Yes, indeed … the questions for Dad keep mounting

Once in a while it hits me: I’ve now been alive longer without my dad than with. Because he died in 2001. The more time that passes … the more questions I wish I could ask him.

The quote I posted at the top of this item belongs to Brian Stelter, CNN’s media critic and host of the network’s “Reliable Sources” program. He put this message out via Twitter.

I happen to relate quite directly to what Stelter has noted. I have been alive longer without my own father than I was with him among us. Dad died in 1980. His death came as a stunner to me and the rest of my family.

Dad was just 59 years of age. I was 30 when he died. I will turn 70 near the end of this year. The idea that I have lived 10-plus years longer than Dad did is enough of a mind-blower all by itself.

Dad has crossed my mind every single day since he left us. So has Mom, who died just a little more than four years after Dad.

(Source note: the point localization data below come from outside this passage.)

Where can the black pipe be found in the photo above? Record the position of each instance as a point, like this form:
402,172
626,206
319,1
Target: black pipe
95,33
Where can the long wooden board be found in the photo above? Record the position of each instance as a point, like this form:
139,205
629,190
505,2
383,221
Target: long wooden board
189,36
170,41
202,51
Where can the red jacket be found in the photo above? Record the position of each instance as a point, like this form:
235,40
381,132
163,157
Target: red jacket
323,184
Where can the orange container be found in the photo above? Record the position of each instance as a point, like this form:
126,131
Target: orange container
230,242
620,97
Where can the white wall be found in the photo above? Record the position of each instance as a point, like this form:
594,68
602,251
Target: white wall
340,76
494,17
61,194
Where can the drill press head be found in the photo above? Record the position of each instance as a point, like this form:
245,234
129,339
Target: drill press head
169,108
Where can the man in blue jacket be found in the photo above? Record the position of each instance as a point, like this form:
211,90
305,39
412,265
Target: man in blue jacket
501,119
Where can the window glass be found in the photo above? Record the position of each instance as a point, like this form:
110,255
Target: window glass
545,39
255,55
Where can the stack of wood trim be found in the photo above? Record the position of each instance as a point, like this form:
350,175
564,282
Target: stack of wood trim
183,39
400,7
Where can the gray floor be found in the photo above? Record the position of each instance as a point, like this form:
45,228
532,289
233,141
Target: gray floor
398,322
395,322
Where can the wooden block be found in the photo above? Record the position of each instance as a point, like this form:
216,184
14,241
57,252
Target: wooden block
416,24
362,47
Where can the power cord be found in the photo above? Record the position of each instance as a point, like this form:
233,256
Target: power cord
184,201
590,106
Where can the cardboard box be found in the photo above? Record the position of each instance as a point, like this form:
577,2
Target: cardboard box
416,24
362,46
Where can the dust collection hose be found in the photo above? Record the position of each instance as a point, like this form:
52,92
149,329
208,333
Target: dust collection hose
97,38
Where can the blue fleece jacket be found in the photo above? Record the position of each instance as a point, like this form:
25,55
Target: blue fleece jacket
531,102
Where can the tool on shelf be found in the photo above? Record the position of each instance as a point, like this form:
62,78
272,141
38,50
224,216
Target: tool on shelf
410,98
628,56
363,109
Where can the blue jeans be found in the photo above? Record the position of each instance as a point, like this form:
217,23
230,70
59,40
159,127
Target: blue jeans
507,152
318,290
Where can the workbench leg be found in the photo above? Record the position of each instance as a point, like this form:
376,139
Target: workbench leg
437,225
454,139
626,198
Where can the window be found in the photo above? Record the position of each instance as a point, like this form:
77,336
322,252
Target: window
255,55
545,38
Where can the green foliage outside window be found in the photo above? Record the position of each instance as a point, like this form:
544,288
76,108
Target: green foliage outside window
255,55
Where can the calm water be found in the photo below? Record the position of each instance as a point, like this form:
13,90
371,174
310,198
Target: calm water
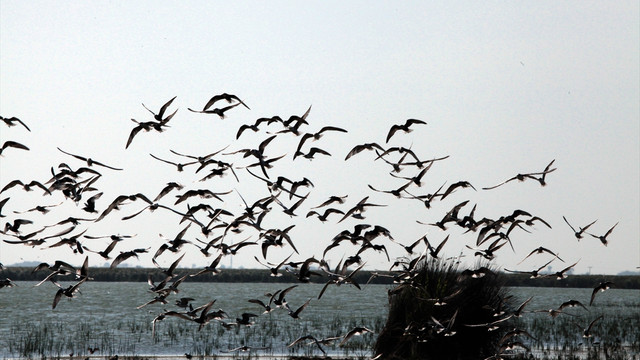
104,315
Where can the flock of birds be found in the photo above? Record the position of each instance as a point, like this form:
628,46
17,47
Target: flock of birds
199,210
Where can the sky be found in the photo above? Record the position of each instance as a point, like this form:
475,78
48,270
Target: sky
504,88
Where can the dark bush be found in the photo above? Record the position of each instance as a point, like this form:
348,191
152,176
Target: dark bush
429,313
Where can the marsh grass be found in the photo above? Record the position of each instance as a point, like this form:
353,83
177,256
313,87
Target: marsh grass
58,339
440,292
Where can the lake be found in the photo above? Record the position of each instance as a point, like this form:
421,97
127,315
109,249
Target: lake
104,315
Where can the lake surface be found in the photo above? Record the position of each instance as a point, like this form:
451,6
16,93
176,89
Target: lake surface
104,315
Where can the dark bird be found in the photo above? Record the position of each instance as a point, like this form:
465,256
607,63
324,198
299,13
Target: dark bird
399,149
224,96
43,209
523,177
2,202
331,200
119,200
541,250
453,186
7,283
26,187
13,144
159,117
202,193
571,303
12,120
603,238
358,330
534,273
105,253
169,271
167,189
563,273
178,165
253,127
312,152
403,127
323,217
213,268
315,136
90,204
217,111
90,162
273,268
15,225
126,255
603,286
147,126
578,233
417,180
358,209
359,148
396,192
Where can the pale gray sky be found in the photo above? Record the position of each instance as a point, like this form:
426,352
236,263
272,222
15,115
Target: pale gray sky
504,88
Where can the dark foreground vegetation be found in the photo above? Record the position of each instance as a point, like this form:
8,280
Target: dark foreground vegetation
139,274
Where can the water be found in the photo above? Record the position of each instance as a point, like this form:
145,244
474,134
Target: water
104,315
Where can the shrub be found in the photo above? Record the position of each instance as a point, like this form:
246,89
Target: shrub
431,308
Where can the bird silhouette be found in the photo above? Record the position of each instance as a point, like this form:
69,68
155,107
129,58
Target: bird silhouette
603,238
12,144
12,122
403,127
603,286
90,162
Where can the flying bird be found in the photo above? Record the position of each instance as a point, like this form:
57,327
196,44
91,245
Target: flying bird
523,177
578,233
603,286
12,120
90,162
403,127
359,148
13,144
603,238
224,96
178,165
217,111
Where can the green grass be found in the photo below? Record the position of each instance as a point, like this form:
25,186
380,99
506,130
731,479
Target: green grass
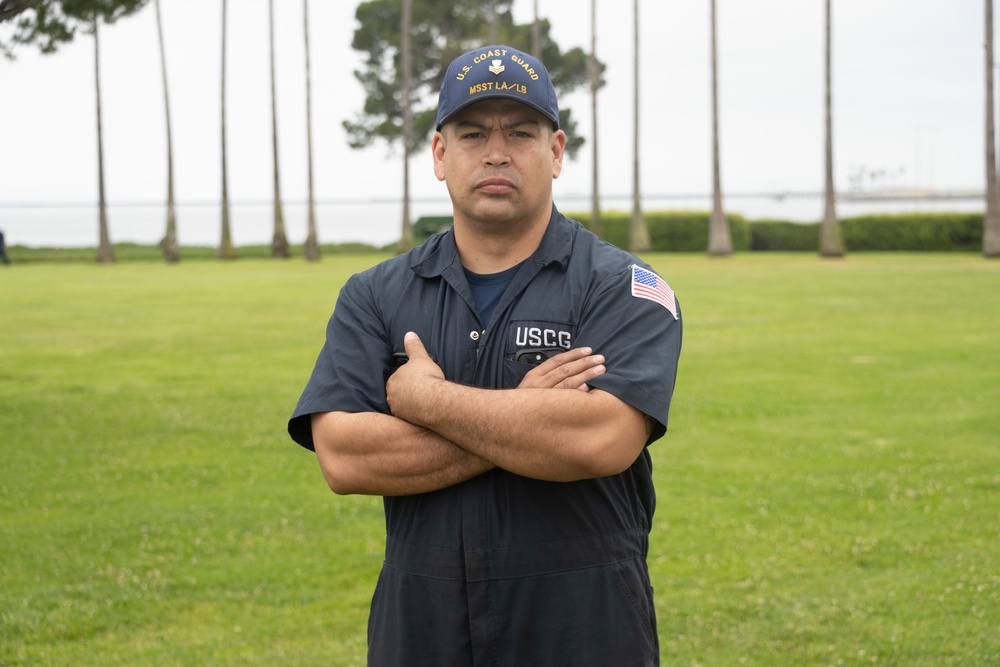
829,490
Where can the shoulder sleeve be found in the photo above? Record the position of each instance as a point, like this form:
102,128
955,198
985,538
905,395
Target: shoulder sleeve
640,337
348,375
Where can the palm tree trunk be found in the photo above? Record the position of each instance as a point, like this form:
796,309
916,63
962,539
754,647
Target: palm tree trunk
105,251
226,249
720,242
536,35
638,232
494,23
596,223
312,242
830,242
279,244
406,236
991,221
171,252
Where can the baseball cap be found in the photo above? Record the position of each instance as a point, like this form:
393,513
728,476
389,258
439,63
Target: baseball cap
493,72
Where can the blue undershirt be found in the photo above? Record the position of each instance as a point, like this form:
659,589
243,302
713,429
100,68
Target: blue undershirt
487,288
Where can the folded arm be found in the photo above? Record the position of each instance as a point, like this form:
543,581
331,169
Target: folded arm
379,454
557,436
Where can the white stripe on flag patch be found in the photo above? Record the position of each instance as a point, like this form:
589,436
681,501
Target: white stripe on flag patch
648,285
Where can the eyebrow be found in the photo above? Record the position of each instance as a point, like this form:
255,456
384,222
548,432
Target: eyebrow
478,125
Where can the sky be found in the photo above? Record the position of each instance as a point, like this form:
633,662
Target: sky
908,101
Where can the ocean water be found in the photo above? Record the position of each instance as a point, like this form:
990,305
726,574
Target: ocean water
376,222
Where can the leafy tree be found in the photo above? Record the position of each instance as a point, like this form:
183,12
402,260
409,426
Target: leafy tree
441,30
831,244
991,221
720,243
50,23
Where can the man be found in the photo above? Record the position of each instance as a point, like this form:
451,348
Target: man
498,386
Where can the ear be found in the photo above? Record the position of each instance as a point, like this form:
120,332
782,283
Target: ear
438,146
558,151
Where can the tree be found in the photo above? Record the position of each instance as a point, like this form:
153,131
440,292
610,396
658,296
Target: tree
638,230
720,242
226,249
406,233
494,23
51,23
171,252
596,223
991,221
105,251
536,34
279,243
312,242
830,242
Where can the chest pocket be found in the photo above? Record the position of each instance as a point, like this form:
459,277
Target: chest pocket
530,342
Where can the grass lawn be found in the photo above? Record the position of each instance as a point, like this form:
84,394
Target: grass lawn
829,490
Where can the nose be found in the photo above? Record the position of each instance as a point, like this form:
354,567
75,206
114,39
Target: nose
496,150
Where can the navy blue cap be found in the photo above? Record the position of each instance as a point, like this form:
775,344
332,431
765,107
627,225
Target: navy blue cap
494,72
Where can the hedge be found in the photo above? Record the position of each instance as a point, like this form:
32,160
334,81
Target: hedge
687,231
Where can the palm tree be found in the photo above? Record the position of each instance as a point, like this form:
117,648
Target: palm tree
494,23
171,252
596,224
406,236
720,243
312,243
991,221
536,35
105,251
279,243
226,249
830,242
638,231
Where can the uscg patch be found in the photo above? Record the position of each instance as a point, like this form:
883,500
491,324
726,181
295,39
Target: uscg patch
536,334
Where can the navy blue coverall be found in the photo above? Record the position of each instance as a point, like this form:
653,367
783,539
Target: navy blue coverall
503,569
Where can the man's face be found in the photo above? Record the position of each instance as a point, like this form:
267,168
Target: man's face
498,158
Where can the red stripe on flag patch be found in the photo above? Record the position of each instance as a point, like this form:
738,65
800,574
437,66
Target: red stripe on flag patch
648,285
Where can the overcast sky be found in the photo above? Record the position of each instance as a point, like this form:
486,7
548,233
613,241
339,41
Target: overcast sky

But as Stelter noted, the more time goes by the more questions have entered my mind. They deal largely with the way Dad lived his life. They pertain to some of the mistakes I saw him make. They tug at my emotions occasionally, eliciting feelings associated with opportunities lost. Hey, I could have asked him so many of those questions, forced him to answer. Perhaps they could have assuaged some of the mystery that surrounded him.

It’s not that Dad was a mysterious man. He was in many ways an open book. He was a bit of a showman. Dad enjoyed making people laugh. He could tell a joke with as much flair and panache as anyone I’ve ever known. However, perhaps he intended for that showmanship to overshadow some unknowable emotional discomfort. So I guess the book wasn’t open as widely as it could have been. Thus, the questions I have harbored for many years are coming forward on this Father’s Day.

I miss my father. This day doesn’t sadden me. It does, just as it does for Brian Stelter, fill me with a strange desire for answers to questions that have lingered for most of my life.